Implications of using XPointer for XInclude

[Apologies for the cross-post.  This discussion started on xml-dev, but
has clear relevance to www-xml-linking-comments for XPointer and
www-xml-xinclude-comments for XInclude.]

The use of XPointer [1] by XML Inclusions (XInclude) [2] has some
processing implications which substantially increase the cost
(development, CPU cycles, memory) of a conformant implementation of
XInclude.

Section 4.2 of the XInclude spec [3] states that:
>When parsing as XML, the fragment part of the URI reference is
>interpreted as an XPointer [XPointer], regardless of the media type of
>the resource. The XPointer indicates a subresource as the target for
>inclusion.

Section 4.2 then goes on at length regarding the results, legal and
illegal, of various kinds of XPointer processing and how they should or
should not be included in the document.  Multiple node responses and
ranges are explicitly legal.

While XInclude seems quite capable in a processing environment where
full XPointer support is provided, the nature of that environment and
some of the situations that environment will have to handle are worth
questioning.

Because "XPointer is built on top of the XML Path Language[4],"
XPointer includes all of XPath and then some.  Unlike the use of XPath
in W3C XML Schema [5], there is no restriction on the XPath expressions
or axes supported.

As a result, XPointers (and hence XInclude expressions) can include
XPaths which reference for instance, the preceding, or preceding-sibling
axes.  The use of these axes requires tree-building processing, as they
cannot be reliably processed in a stream-oriented environment.

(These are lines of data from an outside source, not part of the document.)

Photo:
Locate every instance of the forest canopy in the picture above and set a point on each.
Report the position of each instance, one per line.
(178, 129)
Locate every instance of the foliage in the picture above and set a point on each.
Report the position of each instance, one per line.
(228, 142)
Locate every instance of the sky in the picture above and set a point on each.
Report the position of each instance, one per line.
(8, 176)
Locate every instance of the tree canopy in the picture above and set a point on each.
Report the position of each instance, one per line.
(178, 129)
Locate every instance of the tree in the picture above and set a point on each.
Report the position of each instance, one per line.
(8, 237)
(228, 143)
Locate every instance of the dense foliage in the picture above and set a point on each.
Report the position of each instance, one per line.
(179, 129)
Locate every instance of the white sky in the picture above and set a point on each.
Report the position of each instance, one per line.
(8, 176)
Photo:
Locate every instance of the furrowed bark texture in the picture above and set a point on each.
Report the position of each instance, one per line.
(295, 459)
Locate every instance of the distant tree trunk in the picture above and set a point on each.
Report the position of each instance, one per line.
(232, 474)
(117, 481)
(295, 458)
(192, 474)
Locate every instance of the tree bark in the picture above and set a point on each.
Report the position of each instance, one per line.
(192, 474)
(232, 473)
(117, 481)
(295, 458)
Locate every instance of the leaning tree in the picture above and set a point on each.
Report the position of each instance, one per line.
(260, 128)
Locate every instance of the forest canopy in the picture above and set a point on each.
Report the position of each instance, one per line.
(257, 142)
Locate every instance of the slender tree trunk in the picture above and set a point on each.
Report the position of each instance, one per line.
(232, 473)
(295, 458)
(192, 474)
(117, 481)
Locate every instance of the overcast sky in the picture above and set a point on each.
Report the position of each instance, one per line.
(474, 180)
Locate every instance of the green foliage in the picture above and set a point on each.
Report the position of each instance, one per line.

Stream-processing has one substantial advantage over tree-building: a
considerably smaller memory footprint.  The 'classic' example of Jon
Bosak's Old Testament XML file [6], which is 3.3 MB of structured text,
no longer containing the chapter and verse information explicitly, is
both a large document and one from which people may reasonably choose to
cite passages.  As documents tend to grow when stored in object trees,
having to process this document _as a tree_ in order to extract
fragments from it could be a very substantial burden, even if the
document is stored locally.

Processing environments which implement XInclude fully, even if they are
themselves capable of working in a stream-based environment [7], are
going to have to deal with this potential for tree-building.  There are
a few possible strategies:

1) Implement XInclude on top of complete (or "nearly complete") XPointer
support and accept the tree-building expense. (appears to be the current
approach of libxml [8].)

2) Implement a subset of XPointer on something like the subset defined
by W3C XML Schema Structures [5], supporting only the child and/or
attribute axes and possibly though not necessarily the string-based
capabilities.  Using that subset, apply stream-processing to XIncluded
documents and include the portions needed without building trees.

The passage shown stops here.